De rechtbank heeft gelet op het ter terechtzitting gehouden onderzoek van 3 december 2009.

De verdachte is verschenen, bijgestaan door mr. M.J. van Rooij, advocaat te Leeuwarden.

……….

Ontvankelijkheid openbaar ministerie

De raadsman en de officier van justitie hebben betoogd dat het openbaar ministerie niet-ontvankelijk moet worden verklaard in de vervolging ten aanzien van feit 2. en ten aanzien van feit 1. voor wat betreft de ontuchtige handelingen die bestonden uit of mede bestonden uit het seksueel binnendringen van het lichaam van iemand die de leeftijd van twaalf jaren maar nog niet die van zestien jaren heeft bereikt.

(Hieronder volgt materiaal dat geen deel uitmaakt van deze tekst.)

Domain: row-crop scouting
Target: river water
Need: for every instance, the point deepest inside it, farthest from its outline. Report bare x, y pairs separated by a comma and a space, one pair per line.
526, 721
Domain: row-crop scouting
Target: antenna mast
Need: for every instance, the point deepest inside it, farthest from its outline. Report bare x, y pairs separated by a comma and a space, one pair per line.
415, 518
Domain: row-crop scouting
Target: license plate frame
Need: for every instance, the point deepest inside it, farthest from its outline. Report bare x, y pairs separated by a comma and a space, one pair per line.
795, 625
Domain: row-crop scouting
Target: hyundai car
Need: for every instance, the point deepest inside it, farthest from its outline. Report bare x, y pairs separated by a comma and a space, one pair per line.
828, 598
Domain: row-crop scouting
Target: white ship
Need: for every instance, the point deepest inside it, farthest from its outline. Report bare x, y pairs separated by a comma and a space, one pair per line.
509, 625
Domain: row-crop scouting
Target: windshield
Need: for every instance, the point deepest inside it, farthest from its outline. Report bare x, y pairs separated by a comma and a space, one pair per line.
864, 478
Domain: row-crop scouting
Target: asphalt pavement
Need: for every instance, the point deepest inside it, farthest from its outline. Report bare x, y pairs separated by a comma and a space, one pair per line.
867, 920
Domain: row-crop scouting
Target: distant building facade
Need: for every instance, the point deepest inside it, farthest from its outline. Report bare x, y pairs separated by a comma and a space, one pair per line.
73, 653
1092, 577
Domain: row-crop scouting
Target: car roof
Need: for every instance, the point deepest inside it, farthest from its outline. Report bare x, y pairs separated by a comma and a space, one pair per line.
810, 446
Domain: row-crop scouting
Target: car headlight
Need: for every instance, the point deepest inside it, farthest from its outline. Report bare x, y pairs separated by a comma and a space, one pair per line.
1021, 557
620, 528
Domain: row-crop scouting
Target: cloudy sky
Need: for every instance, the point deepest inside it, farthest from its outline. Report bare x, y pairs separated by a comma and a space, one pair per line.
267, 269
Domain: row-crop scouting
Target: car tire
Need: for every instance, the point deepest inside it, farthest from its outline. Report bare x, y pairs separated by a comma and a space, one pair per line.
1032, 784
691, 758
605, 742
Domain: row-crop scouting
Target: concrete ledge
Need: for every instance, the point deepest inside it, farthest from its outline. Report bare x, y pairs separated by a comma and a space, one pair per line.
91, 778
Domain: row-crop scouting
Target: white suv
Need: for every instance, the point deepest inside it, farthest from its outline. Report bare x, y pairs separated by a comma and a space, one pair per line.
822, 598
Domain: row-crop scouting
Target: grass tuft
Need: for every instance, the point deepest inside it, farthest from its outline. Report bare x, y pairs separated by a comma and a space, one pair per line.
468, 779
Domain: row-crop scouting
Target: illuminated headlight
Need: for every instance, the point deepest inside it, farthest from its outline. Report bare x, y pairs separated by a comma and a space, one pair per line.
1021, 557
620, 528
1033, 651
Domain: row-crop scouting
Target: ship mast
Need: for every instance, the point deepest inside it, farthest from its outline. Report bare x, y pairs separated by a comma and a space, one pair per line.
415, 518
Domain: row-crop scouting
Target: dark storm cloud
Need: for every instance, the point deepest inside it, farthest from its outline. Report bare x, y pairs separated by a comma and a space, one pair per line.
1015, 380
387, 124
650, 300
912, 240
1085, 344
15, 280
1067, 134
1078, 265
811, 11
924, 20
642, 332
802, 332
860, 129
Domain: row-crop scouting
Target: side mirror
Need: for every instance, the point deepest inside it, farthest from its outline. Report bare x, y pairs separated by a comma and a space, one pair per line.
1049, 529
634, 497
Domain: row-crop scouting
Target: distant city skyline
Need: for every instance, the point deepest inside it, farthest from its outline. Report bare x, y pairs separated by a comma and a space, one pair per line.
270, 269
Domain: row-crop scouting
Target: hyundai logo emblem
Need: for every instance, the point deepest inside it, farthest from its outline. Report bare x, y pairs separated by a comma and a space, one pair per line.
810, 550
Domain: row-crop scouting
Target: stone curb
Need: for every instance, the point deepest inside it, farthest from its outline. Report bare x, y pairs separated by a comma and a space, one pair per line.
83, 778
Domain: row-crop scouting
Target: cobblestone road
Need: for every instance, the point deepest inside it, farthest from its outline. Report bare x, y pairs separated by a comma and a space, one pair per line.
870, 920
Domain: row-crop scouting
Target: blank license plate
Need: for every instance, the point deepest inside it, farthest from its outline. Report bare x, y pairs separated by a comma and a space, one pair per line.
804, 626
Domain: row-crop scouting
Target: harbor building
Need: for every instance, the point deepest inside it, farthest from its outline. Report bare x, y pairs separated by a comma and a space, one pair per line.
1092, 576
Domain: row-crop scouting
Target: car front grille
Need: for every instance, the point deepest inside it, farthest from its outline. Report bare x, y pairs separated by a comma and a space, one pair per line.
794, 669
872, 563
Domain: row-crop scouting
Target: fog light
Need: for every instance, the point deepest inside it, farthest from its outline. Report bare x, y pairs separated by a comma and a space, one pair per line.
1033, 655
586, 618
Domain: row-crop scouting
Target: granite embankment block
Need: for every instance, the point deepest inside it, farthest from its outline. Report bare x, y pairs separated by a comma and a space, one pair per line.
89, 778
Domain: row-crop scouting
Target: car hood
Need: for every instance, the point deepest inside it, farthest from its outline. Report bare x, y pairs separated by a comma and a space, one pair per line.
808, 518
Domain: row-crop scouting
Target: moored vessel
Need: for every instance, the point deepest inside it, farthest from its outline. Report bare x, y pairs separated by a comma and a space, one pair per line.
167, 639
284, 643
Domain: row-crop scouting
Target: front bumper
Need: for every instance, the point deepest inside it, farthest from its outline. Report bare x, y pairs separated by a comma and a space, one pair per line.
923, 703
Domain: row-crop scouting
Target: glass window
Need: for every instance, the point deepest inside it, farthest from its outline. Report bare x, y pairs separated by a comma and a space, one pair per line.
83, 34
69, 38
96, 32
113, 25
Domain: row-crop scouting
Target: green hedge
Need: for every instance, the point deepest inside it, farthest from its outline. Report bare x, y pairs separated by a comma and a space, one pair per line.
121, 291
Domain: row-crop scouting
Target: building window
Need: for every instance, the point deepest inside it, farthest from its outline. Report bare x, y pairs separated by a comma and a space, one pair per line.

De telastegelegde delicten waren volgens de raadsman in de pleegperioden nog klachtdelicten en het slachtoffer, [slachtoffer], heeft geen klacht ingediend.

Met betrekking tot het onder 1. en 2 telastegelegde overweegt de rechtbank het volgende. Aan verdachte is onder 1. telastegelegd dat hij in de periode van 1 januari 1997 tot 2 december 1999 met [slachtoffer], die de leeftijd van twaalf jaren nog niet had bereikt, althans die de leeftijd van twaalf jaren, maar nog niet die van zestien jaren had bereikt, ontuchtige handelingen heeft gepleegd die bestonden uit of mede bestonden uit het seksueel binnendringen van het lichaam van die [slachtoffer].

Het in de pleegperiode geldende artikel 245 van het Wetboek van Strafrecht bepaalde dat ontuchtige handelingen gepleegd met een persoon die de leeftijd van twaalf maar nog niet die van zestien jaren had bereikt, die bestonden uit of mede bestonden uit het seksueel binnendringen van het lichaam, slechts op klacht vervolgbaar waren, tenzij zich een geval voordeed als bedoeld in de artikelen 248 en 249 van het Wetboek van Strafrecht.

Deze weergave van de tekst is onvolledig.